Michał Kubiak znów na polskich parkietach? Wymowny wpis zawodnika PlusLigi
Polscy siatkarze bez porażki zakończyli fazę grupową mistrzostw Europy. W 1/8 finału podopieczni Nikoli Grbicia zmierzą z Belgami, którzy zajęli czwarte miejsce w grupie A. Co turniej selekcjoner ma ogromny problem, bo w kraju nad Wisłą świetnych siatkarzy nie brakuje, a z reguły ma tylko czternaście miejsc.
Michał Kubiak odszedł z klubu po siedmiu latach
Od dłuższego czasu reprezentacja Polski musi radzić sobie bez Michała Kubiaka, który postanowił zakończyć karierę w kadrze. W ostatnim czasie przyjmujący dokonał wielu zmian w swoim życiu, bo zdecydował się również odejść z Panasonic Panthers, gdzie trafił w 2016 roku.
W poniedziałek 8 maja klub oficjalnie potwierdził zakończenie współpracy z Polakiem. „Informujemy, że Michał Kubiak zdecydował się opuścić zespół po wygaśnięcia kontraktu” – czytamy w komunikacie klubu.
Michał Kubiak trenuje z klubem PlusLigi
Michał Kubiak nie próżnuje i cały czas pozostaje w treningu. Przyjmujący ćwiczy z PlusLigowym Projektem Warszawa, o czym poinformował Artur Szalpuk na swoim Instagramie. Zawodnik zdecydował się na emocjonalny powrót do czasów reprezentacyjnych i publikując dwa zdjęcia z byłym kapitanem kadry, dołączył wpis z zapytaniem do kibiców. „Pamiętacie jeszcze taką fajną parę przyjmujących w biało-czerwonych barwach?” – zapytał.

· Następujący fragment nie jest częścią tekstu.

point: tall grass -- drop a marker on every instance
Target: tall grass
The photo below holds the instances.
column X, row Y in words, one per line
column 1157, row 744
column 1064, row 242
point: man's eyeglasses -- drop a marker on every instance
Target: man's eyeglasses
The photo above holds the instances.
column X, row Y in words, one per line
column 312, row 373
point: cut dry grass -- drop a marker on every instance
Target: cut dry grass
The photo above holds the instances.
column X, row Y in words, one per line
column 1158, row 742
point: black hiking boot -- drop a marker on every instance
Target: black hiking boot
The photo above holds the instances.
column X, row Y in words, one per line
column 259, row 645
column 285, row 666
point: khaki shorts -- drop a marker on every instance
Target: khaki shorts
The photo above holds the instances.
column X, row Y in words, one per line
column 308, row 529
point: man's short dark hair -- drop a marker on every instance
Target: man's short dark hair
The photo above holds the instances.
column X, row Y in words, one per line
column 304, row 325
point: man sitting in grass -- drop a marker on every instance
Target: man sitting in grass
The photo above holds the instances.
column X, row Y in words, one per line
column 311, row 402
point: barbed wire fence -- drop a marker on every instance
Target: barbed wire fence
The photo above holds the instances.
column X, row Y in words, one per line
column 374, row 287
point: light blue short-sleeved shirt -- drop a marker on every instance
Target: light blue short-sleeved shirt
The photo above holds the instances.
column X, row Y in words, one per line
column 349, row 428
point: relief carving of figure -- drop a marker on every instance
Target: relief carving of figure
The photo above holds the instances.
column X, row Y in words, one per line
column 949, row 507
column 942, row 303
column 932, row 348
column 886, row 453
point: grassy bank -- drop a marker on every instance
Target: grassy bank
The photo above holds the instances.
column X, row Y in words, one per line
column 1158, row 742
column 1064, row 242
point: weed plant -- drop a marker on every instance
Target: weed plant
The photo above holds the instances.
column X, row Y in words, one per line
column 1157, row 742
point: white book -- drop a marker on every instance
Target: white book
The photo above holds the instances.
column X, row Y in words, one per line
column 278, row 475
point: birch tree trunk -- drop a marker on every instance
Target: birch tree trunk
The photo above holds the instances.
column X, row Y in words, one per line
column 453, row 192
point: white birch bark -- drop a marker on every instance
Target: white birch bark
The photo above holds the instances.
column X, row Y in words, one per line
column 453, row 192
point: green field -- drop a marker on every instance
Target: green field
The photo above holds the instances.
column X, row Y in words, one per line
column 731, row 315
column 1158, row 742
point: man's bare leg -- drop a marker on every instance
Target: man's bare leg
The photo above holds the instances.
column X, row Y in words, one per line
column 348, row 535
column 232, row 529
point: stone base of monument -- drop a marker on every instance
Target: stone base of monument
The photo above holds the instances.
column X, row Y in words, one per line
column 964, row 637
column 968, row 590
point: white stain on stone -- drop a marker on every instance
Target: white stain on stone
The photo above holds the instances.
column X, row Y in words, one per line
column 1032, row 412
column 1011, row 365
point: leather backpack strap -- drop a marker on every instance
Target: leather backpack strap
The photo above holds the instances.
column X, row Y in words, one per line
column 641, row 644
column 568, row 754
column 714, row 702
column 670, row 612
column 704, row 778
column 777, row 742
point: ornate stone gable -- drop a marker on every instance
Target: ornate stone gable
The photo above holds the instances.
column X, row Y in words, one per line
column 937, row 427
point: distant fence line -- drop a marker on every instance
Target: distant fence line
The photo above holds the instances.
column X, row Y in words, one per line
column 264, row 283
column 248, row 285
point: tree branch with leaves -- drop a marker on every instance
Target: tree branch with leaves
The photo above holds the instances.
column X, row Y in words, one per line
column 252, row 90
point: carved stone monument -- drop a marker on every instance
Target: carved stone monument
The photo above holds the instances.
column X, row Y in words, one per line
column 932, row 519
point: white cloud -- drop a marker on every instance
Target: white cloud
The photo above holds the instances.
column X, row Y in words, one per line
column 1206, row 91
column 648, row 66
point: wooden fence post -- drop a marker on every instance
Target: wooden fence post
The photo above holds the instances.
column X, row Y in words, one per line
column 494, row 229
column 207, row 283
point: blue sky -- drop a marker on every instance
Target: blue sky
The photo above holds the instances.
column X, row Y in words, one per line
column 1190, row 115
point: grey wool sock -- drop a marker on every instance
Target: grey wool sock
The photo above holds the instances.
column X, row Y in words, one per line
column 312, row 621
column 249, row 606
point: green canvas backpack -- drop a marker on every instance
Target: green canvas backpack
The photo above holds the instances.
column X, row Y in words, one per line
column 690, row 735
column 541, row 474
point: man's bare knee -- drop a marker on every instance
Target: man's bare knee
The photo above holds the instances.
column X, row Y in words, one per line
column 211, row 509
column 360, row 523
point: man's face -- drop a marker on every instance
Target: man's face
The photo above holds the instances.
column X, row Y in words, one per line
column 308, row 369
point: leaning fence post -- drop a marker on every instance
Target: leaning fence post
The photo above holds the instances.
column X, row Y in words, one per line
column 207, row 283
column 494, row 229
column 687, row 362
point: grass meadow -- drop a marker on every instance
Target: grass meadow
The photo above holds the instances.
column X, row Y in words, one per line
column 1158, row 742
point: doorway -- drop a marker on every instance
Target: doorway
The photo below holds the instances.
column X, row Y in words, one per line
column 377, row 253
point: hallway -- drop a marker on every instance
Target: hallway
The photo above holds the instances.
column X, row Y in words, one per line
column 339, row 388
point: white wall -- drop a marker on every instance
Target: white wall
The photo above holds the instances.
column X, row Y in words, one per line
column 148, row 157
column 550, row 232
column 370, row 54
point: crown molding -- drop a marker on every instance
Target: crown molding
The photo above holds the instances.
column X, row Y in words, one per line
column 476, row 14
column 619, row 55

„Michał Kubiak granie i trenowanie z Tobą to zawsze wielka przyjemność!” – dodał.
Gdzie będzie grał Michał Kubiak w nadchodzącym sezonie?
Dla tych, co nie pamiętają Artur Szalpuk i Michał Kubiak grali ze sobą w reprezentacji Polski podczas mistrzostw świata 2018. Wówczas Biało-Czerwoni wywalczyli złoto, po triumfie 3:0 z Brazylią. Wówczas selekcjonerem kadry był Vital Heynen.
Od 2023 roku Michał Kubiak będzie grał w Chińskim Shanghai Bright, a z Projektem Warszawa trenuje przed startem ligi. Przyjmujący wyjechał z PlusLigi w 2014 roku i nie zanosi się, by w najbliższym czasie powrócił do rodzimej ligi. W zeszłym roku ze stołecznym klubem trenował Zbigniew Bartman, który później trafił do Sieny.